When it comes to choosing the VPL-VW90ES strictly for 2D, then there's more competition in the quality class. The JVC's, for example, will still have slightly better blacks (and no dynamic iris), but this year, it would seem that Sony is brighter than JVC. That's a complete reversal from a couple of years ago, when I ranked JVC's hands down my favorites, for the combination of being brighter than those old Sonys, plus the black advantages (Sony always wins for most controls, for tweaking!)
Above: taken using "best" mode color - 2011 Superbowl
This time around, as I've been saying all along, the Sony VPL-VW90's blacks are good enough that I start refocusing my attentions on to other aspects of the projector, such as brightness, or 3D, or creative frame interpolation. So, any way I slice it, the VPL-V90ES is a top contender up there around $10,000. In Sony's perrenial battles with it's competition in these price ranges, I think this Sony is going to capture more souls (and sales) relative to the competition, than the VPL-VW90ES predecessors have. has in the past.
The Sony is not without flaws.

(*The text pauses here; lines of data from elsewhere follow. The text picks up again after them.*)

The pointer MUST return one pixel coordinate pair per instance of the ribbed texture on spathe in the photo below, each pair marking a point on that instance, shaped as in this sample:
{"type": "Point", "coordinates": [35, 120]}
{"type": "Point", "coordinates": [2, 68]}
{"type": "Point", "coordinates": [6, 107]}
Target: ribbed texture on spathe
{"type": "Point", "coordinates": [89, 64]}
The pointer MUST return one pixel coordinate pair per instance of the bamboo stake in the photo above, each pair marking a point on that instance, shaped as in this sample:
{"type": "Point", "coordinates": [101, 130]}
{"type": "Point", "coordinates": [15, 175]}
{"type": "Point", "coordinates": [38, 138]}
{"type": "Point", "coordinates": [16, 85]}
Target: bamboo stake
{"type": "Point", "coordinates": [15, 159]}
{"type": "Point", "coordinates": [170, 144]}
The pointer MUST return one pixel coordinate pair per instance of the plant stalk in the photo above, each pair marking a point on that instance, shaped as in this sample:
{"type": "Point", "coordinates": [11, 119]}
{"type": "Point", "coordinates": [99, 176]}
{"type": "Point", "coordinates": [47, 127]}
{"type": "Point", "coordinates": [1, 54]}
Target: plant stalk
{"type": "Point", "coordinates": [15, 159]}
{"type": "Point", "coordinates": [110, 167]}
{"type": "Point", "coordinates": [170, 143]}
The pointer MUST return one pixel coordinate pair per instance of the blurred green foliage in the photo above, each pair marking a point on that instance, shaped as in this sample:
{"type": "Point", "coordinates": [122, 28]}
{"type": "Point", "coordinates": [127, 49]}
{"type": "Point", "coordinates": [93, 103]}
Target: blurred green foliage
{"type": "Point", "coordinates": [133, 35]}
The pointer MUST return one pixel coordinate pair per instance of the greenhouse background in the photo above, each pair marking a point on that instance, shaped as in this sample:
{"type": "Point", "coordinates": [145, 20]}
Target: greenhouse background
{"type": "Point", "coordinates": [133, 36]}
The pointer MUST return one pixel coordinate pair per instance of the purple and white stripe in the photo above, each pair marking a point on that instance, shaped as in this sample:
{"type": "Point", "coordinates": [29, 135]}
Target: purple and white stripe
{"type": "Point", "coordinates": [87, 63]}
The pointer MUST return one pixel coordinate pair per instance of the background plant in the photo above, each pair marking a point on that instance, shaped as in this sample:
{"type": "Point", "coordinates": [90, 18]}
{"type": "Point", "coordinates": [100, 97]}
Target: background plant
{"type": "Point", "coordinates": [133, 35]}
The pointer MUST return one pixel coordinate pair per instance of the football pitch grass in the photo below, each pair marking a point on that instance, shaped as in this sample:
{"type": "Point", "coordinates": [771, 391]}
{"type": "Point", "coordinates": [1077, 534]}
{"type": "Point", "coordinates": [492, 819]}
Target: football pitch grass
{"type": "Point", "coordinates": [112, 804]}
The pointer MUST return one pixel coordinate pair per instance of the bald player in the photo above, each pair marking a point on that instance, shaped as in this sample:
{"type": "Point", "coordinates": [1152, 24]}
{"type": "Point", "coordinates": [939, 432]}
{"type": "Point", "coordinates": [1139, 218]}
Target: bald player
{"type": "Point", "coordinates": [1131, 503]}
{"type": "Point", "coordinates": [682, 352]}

It has exhibited a minor problem with panning at a certain speed, it definitely could be brighter in brightest mode and, even brighter still for 3D.

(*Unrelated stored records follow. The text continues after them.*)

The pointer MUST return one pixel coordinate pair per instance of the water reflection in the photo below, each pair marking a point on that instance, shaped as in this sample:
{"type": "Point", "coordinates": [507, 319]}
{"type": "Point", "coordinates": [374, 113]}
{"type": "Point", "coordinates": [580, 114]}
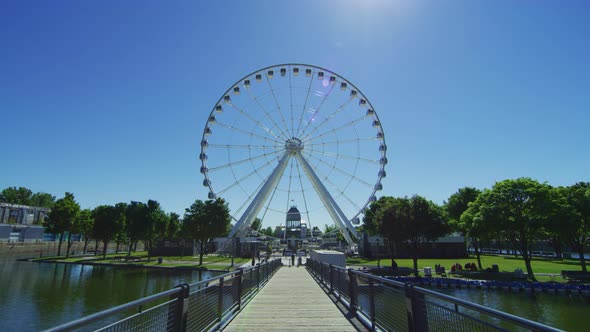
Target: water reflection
{"type": "Point", "coordinates": [36, 296]}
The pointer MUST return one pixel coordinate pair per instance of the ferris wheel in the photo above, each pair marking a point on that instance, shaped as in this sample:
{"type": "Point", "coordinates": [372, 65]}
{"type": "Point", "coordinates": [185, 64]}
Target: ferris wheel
{"type": "Point", "coordinates": [294, 135]}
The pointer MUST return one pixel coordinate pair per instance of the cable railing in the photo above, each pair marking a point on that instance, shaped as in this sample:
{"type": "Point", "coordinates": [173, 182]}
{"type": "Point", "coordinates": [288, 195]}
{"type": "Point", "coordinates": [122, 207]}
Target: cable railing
{"type": "Point", "coordinates": [387, 305]}
{"type": "Point", "coordinates": [202, 306]}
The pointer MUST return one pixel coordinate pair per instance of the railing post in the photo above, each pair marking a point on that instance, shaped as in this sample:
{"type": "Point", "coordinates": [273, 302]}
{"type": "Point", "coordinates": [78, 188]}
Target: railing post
{"type": "Point", "coordinates": [331, 280]}
{"type": "Point", "coordinates": [416, 310]}
{"type": "Point", "coordinates": [372, 303]}
{"type": "Point", "coordinates": [257, 277]}
{"type": "Point", "coordinates": [239, 278]}
{"type": "Point", "coordinates": [351, 291]}
{"type": "Point", "coordinates": [181, 311]}
{"type": "Point", "coordinates": [220, 301]}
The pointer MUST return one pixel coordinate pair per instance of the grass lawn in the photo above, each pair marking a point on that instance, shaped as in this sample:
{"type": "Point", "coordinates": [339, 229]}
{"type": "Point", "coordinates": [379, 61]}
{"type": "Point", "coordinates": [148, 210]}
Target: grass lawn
{"type": "Point", "coordinates": [505, 264]}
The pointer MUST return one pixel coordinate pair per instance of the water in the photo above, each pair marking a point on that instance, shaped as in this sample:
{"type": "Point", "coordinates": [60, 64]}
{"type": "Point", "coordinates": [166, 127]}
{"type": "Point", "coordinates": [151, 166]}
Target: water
{"type": "Point", "coordinates": [35, 296]}
{"type": "Point", "coordinates": [566, 312]}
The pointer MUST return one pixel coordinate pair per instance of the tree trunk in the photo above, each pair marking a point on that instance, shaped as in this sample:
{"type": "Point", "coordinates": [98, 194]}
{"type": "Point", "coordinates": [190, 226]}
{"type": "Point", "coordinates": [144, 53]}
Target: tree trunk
{"type": "Point", "coordinates": [69, 245]}
{"type": "Point", "coordinates": [527, 262]}
{"type": "Point", "coordinates": [149, 243]}
{"type": "Point", "coordinates": [202, 245]}
{"type": "Point", "coordinates": [582, 258]}
{"type": "Point", "coordinates": [476, 248]}
{"type": "Point", "coordinates": [104, 249]}
{"type": "Point", "coordinates": [61, 238]}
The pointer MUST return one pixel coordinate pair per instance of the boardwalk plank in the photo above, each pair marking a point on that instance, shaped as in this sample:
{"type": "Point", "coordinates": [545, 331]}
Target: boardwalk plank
{"type": "Point", "coordinates": [291, 301]}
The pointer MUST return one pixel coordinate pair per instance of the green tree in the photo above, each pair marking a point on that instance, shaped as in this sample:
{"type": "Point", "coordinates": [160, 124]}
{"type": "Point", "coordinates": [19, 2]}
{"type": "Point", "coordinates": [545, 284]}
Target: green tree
{"type": "Point", "coordinates": [61, 219]}
{"type": "Point", "coordinates": [84, 224]}
{"type": "Point", "coordinates": [414, 221]}
{"type": "Point", "coordinates": [135, 229]}
{"type": "Point", "coordinates": [457, 204]}
{"type": "Point", "coordinates": [384, 217]}
{"type": "Point", "coordinates": [519, 208]}
{"type": "Point", "coordinates": [14, 195]}
{"type": "Point", "coordinates": [578, 195]}
{"type": "Point", "coordinates": [561, 221]}
{"type": "Point", "coordinates": [426, 223]}
{"type": "Point", "coordinates": [174, 225]}
{"type": "Point", "coordinates": [106, 225]}
{"type": "Point", "coordinates": [121, 235]}
{"type": "Point", "coordinates": [42, 199]}
{"type": "Point", "coordinates": [267, 231]}
{"type": "Point", "coordinates": [155, 224]}
{"type": "Point", "coordinates": [256, 224]}
{"type": "Point", "coordinates": [204, 221]}
{"type": "Point", "coordinates": [333, 229]}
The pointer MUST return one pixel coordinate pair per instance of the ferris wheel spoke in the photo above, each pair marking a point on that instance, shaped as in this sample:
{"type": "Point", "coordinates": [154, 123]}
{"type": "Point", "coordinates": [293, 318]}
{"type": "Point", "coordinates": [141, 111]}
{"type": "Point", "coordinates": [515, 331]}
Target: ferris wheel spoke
{"type": "Point", "coordinates": [290, 180]}
{"type": "Point", "coordinates": [243, 161]}
{"type": "Point", "coordinates": [249, 196]}
{"type": "Point", "coordinates": [327, 119]}
{"type": "Point", "coordinates": [291, 102]}
{"type": "Point", "coordinates": [258, 123]}
{"type": "Point", "coordinates": [343, 156]}
{"type": "Point", "coordinates": [242, 146]}
{"type": "Point", "coordinates": [245, 132]}
{"type": "Point", "coordinates": [344, 141]}
{"type": "Point", "coordinates": [303, 110]}
{"type": "Point", "coordinates": [333, 130]}
{"type": "Point", "coordinates": [279, 108]}
{"type": "Point", "coordinates": [237, 181]}
{"type": "Point", "coordinates": [272, 195]}
{"type": "Point", "coordinates": [341, 171]}
{"type": "Point", "coordinates": [340, 191]}
{"type": "Point", "coordinates": [326, 148]}
{"type": "Point", "coordinates": [303, 191]}
{"type": "Point", "coordinates": [266, 114]}
{"type": "Point", "coordinates": [316, 111]}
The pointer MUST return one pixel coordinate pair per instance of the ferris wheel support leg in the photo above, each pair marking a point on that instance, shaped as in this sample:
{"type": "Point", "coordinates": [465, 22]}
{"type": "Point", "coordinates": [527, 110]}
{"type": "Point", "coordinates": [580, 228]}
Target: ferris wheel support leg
{"type": "Point", "coordinates": [333, 209]}
{"type": "Point", "coordinates": [258, 201]}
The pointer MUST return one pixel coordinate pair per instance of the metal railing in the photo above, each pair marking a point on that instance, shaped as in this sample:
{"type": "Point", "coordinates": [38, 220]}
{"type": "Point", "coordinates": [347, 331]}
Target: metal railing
{"type": "Point", "coordinates": [203, 306]}
{"type": "Point", "coordinates": [387, 305]}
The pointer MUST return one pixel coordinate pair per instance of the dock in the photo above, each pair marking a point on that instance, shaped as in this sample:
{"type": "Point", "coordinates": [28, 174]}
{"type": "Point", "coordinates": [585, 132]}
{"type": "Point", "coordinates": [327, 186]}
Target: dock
{"type": "Point", "coordinates": [293, 301]}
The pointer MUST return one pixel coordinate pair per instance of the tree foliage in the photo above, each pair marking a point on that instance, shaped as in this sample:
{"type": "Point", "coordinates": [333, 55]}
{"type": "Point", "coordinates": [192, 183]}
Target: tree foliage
{"type": "Point", "coordinates": [413, 221]}
{"type": "Point", "coordinates": [578, 195]}
{"type": "Point", "coordinates": [204, 221]}
{"type": "Point", "coordinates": [14, 195]}
{"type": "Point", "coordinates": [466, 223]}
{"type": "Point", "coordinates": [61, 219]}
{"type": "Point", "coordinates": [519, 208]}
{"type": "Point", "coordinates": [107, 223]}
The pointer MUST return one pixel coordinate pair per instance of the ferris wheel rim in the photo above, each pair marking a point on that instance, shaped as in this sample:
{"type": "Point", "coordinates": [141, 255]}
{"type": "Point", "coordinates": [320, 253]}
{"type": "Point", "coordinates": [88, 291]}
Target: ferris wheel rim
{"type": "Point", "coordinates": [352, 86]}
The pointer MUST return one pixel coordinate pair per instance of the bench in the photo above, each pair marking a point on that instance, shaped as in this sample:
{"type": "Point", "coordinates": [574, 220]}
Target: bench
{"type": "Point", "coordinates": [576, 276]}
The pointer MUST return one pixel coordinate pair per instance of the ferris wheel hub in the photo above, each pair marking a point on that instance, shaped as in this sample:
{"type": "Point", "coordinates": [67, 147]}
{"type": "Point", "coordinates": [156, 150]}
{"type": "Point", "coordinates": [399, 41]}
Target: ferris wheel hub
{"type": "Point", "coordinates": [293, 145]}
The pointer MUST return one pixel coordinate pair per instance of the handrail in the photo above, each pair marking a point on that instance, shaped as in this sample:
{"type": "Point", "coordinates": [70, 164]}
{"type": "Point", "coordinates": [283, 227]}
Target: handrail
{"type": "Point", "coordinates": [500, 314]}
{"type": "Point", "coordinates": [111, 311]}
{"type": "Point", "coordinates": [178, 308]}
{"type": "Point", "coordinates": [415, 301]}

This Sony VPL-VW90ES is just a classy projector. Excellent picture with great but not the best blacks, better than average brightness for movie watching, power everything, a good feature set including creative frame interpolation, and 3D.
If you are really stretching your budget to the bursting point, to make this Sony your next projector, you may have a tough time selling yourself. On the other hand...

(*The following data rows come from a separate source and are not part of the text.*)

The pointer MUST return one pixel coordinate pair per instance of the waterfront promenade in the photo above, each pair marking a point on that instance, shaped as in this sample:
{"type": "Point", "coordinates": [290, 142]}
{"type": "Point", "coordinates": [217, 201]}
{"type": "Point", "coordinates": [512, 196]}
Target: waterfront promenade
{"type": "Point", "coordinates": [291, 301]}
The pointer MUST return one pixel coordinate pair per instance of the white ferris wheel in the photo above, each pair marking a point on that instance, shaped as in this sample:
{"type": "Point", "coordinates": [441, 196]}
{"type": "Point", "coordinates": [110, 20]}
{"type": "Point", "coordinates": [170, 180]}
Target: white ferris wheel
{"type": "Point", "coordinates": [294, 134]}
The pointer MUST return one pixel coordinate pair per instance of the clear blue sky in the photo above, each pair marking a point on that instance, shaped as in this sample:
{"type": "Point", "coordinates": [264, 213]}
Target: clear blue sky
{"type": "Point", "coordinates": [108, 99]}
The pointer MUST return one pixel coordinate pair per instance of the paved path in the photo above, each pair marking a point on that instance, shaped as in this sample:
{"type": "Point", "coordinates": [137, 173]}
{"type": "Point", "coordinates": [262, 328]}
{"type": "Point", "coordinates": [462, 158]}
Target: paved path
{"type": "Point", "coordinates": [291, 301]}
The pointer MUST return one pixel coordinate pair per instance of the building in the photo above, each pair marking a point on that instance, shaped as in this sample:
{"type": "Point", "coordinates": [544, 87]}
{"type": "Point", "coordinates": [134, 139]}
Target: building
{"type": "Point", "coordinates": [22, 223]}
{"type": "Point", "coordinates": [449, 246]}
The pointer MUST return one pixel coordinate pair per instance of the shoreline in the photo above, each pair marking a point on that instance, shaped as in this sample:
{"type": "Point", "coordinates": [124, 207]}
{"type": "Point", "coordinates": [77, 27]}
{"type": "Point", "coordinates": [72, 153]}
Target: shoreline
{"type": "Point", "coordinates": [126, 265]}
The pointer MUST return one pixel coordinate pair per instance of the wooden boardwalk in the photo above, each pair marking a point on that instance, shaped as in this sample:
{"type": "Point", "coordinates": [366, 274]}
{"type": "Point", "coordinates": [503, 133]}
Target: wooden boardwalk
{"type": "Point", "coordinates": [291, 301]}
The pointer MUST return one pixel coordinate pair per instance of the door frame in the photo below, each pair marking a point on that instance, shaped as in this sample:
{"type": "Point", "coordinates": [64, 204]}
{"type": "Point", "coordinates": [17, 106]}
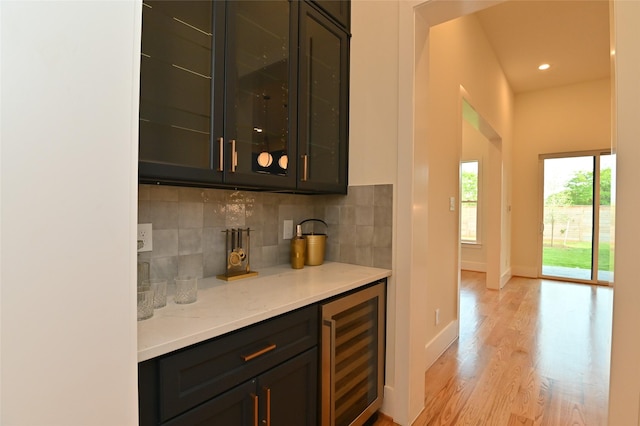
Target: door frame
{"type": "Point", "coordinates": [595, 243]}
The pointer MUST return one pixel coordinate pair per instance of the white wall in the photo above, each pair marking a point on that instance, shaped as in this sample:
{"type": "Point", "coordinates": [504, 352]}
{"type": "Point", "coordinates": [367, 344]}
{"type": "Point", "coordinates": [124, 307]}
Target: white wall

If the VPL-VW90ES is comfortably in your budget, you are almost certainly giving it serious thought, then it seems to me to be a very reasonable value, compared to the competition. I suspect plenty of you shopping in this range will select the VW90ES, for those reasons above. That's why there's a Hot Product Award now attached to the Sony VPL-VW90ES projector.
Sony VPL-VW90ES Projector: Pros, Cons, and Typical Capabilities
Image above, from The Fifth Element, Blu-ray disc
Sony VPL-VW90ES Projector: Pros
- Excellent color, and overall picture quality, post calibration
- Really good black levels, but not the best
- Above average brightness in "best" movie mode
- Very good dark shadow detail
- 2D to 3D conversion - interesting
- 3D can be played as 2D
- Dynamic iris action is smooth generally invisible- a real plus
- Zoom, Focus, Lens shift, are all motorized
- Wide variety of gamma and color presets
- Very nice menu layout
- Very good documentation (a rarity)
- Excellent remote control, well laid out
- Very good placement flexibility
- Does a very good job on 3D, within the limits of overall brightness
- Fairly quiet projector
- Very good value proposition
Sony VPL-VW90ES Projector: Cons
- A more noticable than most amount of stuttering on slow pans of a scene at apparently a certain speed or speed (24 fps content) (only seen on two different scenes so far)
- Remote control's range is good, but could be a bit further
- Black levels not up to the very best in the price range
- Not priced for the masses (well they do offer the VWPro1)
- Will look dim on typical 90 inch and larger screens in 3D (you really can compensate with a high power screen)
Above, from the movie Inception, on Blu-ray disc.
Sony VPL-VW90ES Projector: Typical Capabilities
- Lamp life (our guess, since they don't publish lamp life)
- Medium large projector
- Vertical and horizontal lens shift (now pretty much standard at this price point)
- Dynamic iris
- Smooth motion (creative frame interpolation)
- Selection of inputs
I could live with one of these. When not watching 2D, I'd watch tons of 3D content, but I'd still wish for a usable 2000 lumens for 3D.